I squeaked and whirled, surprised to see that the darkness on the other side of the pillar was actually a man and not a shadow like I’d thought it was.
“Fuck,” I said, placing my hand over my heart and staring at the man that liked to make my life a living hell. “What are you doing here?”
He grinned at me. “I was home for the weekend and Wolf was asked to go. I tagged along as his plus one.”
My mouth twitched up into a grin. “As his plus one?”
“You know how he gets when he’s forced to do shit he doesn’t want to do.” Nathan shrugged. “What are you doing here?”
I gestured to the room at large with a sweep of my hand. “Paying off student loan debt.”
If I only had about three more of these specific types of events that paid as well as this one for the mayor did, I’d have all my student loans paid for.
I’d gone a little wild when I was in college.
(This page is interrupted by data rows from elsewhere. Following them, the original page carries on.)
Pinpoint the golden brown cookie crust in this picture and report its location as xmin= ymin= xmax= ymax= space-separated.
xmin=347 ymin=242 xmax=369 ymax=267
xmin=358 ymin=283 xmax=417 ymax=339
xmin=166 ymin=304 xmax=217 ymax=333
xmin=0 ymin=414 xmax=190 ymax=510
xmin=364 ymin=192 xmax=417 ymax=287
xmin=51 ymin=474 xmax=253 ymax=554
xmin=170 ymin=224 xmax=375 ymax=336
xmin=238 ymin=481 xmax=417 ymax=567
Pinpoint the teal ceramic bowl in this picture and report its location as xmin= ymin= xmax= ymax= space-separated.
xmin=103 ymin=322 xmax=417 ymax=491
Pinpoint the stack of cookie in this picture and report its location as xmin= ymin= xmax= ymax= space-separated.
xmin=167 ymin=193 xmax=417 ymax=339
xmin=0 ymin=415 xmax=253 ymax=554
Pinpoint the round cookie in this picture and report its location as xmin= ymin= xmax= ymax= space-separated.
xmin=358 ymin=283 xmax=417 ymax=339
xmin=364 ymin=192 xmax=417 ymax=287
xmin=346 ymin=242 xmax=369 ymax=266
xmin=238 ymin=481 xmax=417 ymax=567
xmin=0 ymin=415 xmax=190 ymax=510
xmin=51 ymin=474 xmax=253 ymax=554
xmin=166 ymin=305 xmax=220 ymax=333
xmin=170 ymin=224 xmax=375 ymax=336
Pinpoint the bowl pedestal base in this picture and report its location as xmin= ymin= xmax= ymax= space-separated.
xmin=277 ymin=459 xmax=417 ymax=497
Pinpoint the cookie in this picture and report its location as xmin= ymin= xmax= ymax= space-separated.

When I’d been offered a loan for my ‘extras’ I’d taken it. And now it was biting me on the ass.
I should’ve just been happy with my mom and stepdad paying for my tuition and getting a job to pay for all the extra stuff that I would need. Instead, I fucked around for my entire college career, racked up student loans, and had barely passed any of my classes.
Luckily, I’d wised up the last year I had there and had tugged my barely passing self out of the downward spiral I’d found myself in and gotten a job with the sweetest lady that planned events just like this one. Which had helped me get my act together, and prepare for my real-world job of being a nurse.
And I’d learned a lot from her before she’d passed away and left me the knowledge of how to continue in this world as an event planner if I so wished.
“As what? An escort?” he joked.
I reached out and slugged him in the arm. “Not funny, Nathan.”
His husky chuckle sent shivers of want down my spine.
I threw the keychain at his face, and he caught it, pocketed it, and then winked at me.
Him and his fast fucking hands.
I stepped away from him and crossed my arms over my chest, holding myself as if I’d fall apart if I didn’t.
“Sorry,” Nathan apologized, sounding like he somewhat meant it, too. “Easy to slip back into it.”
It was.
Nathan and I had spent the majority of our lives fighting like cats and dogs.